Task Swarms¶
Task swarms in MageFlow provide a powerful way to run multiple tasks in parallel with controlled concurrency. Unlike chains where tasks run sequentially, swarms allow you to manage a group of tasks that execute simultaneously while controlling how many can run at once and when to trigger callbacks for the entire group.
What is a Swarm?¶
A swarm is a collection of tasks that execute in parallel, where: - Multiple tasks run concurrently with configurable limits - Tasks can be added dynamically to the swarm queue - Callbacks are triggered when all tasks complete or when failure conditions are met - The swarm manages the lifecycle and concurrency of all its component tasks
Creating a Swarm¶
Use mageflow.swarm() to create a task swarm:
import mageflow
# Create a simple swarm
swarm_signature = await mageflow.swarm(tasks=[task1, task2, task3])
# Create a swarm with concurrency control and callbacks
swarm_signature = await mageflow.swarm(
tasks=[process_file1, process_file2, process_file3],
success_callbacks=[completion_callback],
error_callbacks=[error_handler],
config=SwarmConfig(max_concurrency=2),
)
Alternative Client Usage
You can also create swarms using the mageflow client instead of the global mageflow module:
Parameters¶
tasks: List of task signatures, task functions, or task names to run in parallelsuccess_callbacks: Tasks to execute when all tasks complete successfullyerror_callbacks: Tasks to execute when failure conditions are metconfig: SwarmConfig object to control swarm behavioris_swarm_closed: Whether the swarm should be closed immediately (defaults to False)
Managing Swarm Lifecycle¶
Starting a Swarm¶
You can start a swarm like any other task with the aio_run_no_wait method:
# Create swarm (not closed yet)
swarm = await mageflow.swarm(tasks=[initial_task])
await swarm.aio_run_no_wait(message)
# The swarm will:
# 1. Start tasks up to max_concurrency limit
# 2. Queue remaining tasks
# 3. Start queued tasks as running tasks complete
# 4. Trigger callbacks when all tasks finish or failure conditions are met
Adding Tasks¶
You can also add tasks after you created the swarm, to run it, in that case you should also run them so they will be added to the swarm ready queue:
# Create swarm (not closed yet)
swarm = await mageflow.swarm(tasks=[initial_task])
# Add more tasks while swarm is running
new_task = await swarm.add_task(additional_task)
# Add the task to the queue to be run once the swarm can allocate a task slot
await new_task.aio_run_no_wait(message)
If we run the swarm as well as running individual added tasks, the message to the task will include both the parameters from the message sent to the swarm and the parameters from the message sent to the new task.
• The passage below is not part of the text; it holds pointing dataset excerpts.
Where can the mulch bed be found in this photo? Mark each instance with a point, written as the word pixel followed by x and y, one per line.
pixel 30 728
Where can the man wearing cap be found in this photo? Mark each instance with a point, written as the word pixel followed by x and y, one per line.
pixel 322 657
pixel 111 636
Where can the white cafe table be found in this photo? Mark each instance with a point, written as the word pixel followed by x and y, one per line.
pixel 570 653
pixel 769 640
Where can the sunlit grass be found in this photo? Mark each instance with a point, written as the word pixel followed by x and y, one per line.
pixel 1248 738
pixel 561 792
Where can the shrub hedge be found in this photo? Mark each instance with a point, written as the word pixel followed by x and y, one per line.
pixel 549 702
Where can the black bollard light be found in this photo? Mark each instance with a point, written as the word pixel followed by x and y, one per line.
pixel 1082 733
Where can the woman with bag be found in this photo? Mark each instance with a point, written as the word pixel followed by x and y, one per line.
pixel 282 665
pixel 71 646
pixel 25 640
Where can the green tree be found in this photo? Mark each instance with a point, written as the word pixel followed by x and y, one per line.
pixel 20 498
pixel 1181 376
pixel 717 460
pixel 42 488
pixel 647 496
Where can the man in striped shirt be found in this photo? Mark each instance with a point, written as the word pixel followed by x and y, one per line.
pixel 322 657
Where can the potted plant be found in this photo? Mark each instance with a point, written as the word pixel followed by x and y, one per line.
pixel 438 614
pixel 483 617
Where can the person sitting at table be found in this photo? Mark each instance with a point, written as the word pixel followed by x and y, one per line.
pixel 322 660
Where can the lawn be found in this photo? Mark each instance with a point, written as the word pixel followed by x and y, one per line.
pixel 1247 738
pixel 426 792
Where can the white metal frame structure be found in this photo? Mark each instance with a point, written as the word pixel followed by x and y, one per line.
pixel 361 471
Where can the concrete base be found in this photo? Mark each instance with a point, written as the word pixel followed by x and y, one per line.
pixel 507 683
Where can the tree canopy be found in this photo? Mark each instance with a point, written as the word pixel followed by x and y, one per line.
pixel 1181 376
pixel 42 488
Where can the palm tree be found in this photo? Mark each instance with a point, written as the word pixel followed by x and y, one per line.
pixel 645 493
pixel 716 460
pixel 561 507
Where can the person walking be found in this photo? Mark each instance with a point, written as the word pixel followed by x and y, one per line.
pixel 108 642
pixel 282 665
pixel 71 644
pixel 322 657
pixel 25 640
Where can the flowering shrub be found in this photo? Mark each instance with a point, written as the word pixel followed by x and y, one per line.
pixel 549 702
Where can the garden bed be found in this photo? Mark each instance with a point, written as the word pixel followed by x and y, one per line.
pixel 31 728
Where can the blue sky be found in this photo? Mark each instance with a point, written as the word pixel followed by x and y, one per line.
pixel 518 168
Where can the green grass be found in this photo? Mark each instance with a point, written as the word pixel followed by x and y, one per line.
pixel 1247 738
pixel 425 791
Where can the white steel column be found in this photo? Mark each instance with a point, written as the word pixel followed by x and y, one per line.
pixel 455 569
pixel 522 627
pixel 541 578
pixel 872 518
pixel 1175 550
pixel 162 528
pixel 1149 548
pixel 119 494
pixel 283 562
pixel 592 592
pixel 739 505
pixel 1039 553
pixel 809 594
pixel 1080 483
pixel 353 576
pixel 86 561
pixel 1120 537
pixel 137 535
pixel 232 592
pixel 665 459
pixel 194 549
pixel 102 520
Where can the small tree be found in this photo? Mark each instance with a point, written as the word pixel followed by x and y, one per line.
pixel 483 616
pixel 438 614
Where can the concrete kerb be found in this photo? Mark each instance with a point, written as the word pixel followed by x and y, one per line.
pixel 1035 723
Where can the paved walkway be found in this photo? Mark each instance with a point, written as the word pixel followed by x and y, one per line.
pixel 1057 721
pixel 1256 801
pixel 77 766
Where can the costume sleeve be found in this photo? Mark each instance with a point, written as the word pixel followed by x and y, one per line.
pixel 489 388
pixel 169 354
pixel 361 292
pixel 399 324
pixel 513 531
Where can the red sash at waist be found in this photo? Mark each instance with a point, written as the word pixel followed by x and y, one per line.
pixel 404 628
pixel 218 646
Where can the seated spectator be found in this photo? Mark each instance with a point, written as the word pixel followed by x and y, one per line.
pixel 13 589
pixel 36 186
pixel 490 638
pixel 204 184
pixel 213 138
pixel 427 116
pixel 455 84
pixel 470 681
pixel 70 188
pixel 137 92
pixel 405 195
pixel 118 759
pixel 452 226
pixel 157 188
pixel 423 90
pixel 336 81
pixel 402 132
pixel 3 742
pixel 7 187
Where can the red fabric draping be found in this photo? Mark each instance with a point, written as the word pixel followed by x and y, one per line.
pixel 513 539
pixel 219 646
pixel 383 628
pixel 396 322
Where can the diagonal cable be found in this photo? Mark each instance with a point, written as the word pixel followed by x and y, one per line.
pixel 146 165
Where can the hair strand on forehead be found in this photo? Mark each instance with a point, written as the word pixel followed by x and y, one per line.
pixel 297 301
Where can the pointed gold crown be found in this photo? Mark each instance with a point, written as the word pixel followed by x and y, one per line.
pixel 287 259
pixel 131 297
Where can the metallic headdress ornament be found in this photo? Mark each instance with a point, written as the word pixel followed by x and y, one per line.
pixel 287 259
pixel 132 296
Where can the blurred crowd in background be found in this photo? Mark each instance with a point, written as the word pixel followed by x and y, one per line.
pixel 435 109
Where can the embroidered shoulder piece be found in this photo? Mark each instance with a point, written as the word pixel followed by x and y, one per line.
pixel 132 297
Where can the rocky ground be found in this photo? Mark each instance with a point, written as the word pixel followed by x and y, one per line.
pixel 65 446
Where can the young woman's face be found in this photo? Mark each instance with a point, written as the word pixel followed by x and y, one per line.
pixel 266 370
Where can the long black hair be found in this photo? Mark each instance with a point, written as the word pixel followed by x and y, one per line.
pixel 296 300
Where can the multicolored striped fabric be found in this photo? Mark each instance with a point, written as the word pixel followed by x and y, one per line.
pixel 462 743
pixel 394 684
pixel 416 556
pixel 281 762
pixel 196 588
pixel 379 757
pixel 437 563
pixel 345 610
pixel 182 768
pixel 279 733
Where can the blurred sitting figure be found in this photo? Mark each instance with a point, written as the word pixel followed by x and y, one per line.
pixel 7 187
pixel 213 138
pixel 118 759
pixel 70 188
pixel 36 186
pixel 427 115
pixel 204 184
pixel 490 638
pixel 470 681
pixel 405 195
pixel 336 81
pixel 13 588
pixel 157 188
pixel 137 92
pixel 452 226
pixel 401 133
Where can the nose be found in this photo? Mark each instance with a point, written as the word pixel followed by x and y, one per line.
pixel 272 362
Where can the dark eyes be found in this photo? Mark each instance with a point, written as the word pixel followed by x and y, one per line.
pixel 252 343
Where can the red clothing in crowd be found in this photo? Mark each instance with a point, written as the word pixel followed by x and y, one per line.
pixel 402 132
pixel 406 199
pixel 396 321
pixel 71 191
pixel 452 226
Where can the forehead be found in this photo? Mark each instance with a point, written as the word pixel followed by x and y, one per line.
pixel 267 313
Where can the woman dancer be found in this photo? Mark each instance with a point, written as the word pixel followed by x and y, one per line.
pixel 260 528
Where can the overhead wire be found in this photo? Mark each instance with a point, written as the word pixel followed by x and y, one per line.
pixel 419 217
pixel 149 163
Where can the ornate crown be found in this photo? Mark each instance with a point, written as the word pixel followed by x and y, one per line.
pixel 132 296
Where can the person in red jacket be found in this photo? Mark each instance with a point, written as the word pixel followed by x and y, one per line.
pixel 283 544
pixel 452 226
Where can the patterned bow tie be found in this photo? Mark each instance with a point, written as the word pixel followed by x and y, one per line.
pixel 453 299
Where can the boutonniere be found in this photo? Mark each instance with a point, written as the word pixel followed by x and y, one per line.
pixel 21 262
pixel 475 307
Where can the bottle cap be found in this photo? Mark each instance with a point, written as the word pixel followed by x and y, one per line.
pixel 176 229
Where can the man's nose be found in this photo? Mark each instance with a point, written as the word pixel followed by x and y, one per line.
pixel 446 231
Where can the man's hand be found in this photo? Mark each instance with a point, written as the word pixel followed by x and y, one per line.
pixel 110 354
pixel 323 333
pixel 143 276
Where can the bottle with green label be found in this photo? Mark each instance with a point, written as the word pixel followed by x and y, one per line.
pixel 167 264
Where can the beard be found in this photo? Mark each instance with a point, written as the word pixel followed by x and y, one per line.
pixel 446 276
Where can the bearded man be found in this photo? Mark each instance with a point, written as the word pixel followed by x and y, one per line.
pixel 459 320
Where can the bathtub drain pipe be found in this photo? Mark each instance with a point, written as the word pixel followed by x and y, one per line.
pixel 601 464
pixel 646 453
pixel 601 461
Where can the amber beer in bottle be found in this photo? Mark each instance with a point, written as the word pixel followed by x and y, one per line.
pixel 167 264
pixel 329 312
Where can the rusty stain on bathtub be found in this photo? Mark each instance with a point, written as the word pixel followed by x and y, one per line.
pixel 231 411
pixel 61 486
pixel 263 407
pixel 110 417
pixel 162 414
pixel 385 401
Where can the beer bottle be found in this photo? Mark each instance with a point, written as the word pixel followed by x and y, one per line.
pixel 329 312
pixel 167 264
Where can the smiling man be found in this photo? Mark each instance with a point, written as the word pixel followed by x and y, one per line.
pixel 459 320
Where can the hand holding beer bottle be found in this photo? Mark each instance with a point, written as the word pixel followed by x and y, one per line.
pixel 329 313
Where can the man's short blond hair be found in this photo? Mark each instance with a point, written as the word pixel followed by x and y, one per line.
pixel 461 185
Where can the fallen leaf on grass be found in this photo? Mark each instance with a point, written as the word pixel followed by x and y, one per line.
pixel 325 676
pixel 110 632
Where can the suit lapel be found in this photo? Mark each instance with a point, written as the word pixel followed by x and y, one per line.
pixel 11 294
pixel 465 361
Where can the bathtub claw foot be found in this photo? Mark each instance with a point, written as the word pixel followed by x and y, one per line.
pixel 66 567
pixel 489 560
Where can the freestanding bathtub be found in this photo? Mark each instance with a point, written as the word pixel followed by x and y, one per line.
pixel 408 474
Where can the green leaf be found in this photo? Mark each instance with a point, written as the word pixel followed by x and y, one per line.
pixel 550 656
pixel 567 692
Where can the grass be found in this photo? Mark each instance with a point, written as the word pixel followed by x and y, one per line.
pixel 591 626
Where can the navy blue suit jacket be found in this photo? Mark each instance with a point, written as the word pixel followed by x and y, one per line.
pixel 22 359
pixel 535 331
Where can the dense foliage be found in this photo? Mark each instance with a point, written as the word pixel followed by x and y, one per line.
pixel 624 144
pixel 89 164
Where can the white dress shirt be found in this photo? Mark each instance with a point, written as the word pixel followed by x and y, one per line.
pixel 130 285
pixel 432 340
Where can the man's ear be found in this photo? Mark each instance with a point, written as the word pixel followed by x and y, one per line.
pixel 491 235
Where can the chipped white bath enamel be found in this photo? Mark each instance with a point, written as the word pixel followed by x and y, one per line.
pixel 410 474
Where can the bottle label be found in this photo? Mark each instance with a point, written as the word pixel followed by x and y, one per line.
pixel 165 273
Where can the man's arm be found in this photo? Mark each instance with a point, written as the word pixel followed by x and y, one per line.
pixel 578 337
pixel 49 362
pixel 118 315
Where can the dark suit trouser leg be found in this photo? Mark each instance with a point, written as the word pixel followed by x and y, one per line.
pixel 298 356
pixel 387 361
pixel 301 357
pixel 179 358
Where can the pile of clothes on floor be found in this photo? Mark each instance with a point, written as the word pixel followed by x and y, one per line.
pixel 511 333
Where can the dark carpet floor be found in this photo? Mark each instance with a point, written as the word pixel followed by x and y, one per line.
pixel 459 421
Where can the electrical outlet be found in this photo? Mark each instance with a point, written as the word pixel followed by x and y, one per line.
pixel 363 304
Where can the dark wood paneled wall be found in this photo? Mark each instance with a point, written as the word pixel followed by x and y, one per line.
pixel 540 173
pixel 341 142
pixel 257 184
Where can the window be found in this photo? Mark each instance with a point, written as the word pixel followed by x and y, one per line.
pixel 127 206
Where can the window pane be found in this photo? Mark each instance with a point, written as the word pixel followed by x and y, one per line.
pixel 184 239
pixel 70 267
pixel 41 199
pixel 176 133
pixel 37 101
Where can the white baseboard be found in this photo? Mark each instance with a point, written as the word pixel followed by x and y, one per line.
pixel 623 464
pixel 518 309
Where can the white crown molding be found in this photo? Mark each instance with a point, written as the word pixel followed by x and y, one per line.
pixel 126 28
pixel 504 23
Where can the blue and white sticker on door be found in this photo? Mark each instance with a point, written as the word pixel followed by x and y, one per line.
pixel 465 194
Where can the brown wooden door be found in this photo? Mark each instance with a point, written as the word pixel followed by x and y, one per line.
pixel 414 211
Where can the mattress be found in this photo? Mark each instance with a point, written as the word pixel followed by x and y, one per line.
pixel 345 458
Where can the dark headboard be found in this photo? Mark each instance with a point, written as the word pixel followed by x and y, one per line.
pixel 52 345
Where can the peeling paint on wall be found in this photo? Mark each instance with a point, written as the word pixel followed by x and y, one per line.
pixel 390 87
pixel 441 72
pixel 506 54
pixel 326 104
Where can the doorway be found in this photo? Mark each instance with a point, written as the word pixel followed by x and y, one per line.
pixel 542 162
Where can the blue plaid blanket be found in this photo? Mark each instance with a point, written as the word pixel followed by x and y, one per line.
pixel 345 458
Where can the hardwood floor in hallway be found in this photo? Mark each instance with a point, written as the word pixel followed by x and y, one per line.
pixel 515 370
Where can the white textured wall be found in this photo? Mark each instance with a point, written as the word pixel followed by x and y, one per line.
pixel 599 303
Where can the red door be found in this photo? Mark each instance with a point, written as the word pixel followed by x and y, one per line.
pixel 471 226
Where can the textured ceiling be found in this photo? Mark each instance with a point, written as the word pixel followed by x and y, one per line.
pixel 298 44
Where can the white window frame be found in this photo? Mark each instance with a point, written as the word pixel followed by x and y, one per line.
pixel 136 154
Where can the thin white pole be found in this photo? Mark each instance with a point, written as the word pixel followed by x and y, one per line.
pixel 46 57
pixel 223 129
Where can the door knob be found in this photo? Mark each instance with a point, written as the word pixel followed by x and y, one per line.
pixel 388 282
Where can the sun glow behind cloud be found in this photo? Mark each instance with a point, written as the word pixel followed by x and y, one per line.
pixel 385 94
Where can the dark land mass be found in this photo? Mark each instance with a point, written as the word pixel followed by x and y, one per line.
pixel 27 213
You can configure the message model to ignore extra fields so this merge wont effect the message the task recieve.
class NewTaskMessage(BaseModel):
data: str
# Ignore extra fields
model_config = ConfigDict(extra="ignore")
class SwarmMessage(BaseModel):
swarm_data: str
@hatchet.task()
async def new_task(message: NewTaskMessage):
print(message.data)
swarm = await mageflow.swarm(tasks=[initial_task])
await swarm.aio_run_no_wait(SwarmMessage(swarm_data="swarm_data"))
# Add more tasks while swarm is running
new_task = await swarm.add_task(additional_task)
# Add the task to the queue to be run once the swarm can allocate a task slot
await new_task.aio_run_no_wait(message)
Closing a Swarm¶
When you want finish adding tasks to the swarm, you can close it.
# Close the swarm to prevent new tasks and trigger completion
await swarm.close_swarm()
# Or create a pre-closed swarm
swarm = await mageflow.swarm(
tasks=task_list,
is_swarm_closed=True # No new tasks can be added
)
You can also create swarm that is already closed
# Create swarm (not closed yet)
swarm = await mageflow.swarm(tasks=[initial_task], is_swarm_closed=True)
Concurrency Control¶
Swarms automatically manage task concurrency:
# Example: Process 20 files with max 5 concurrent
file_tasks = [
await mageflow.sign("process-file", file_path=f"file_{i}.txt")
for i in range(20)
]
swarm = await mageflow.swarm(
tasks=file_tasks,
config=SwarmConfig(max_concurrency=5),
is_swarm_closed=True
)
# Only 5 tasks run simultaneously
# As each completes, the next queued task starts
await swarm.aio_run_no_wait(ProcessMessage())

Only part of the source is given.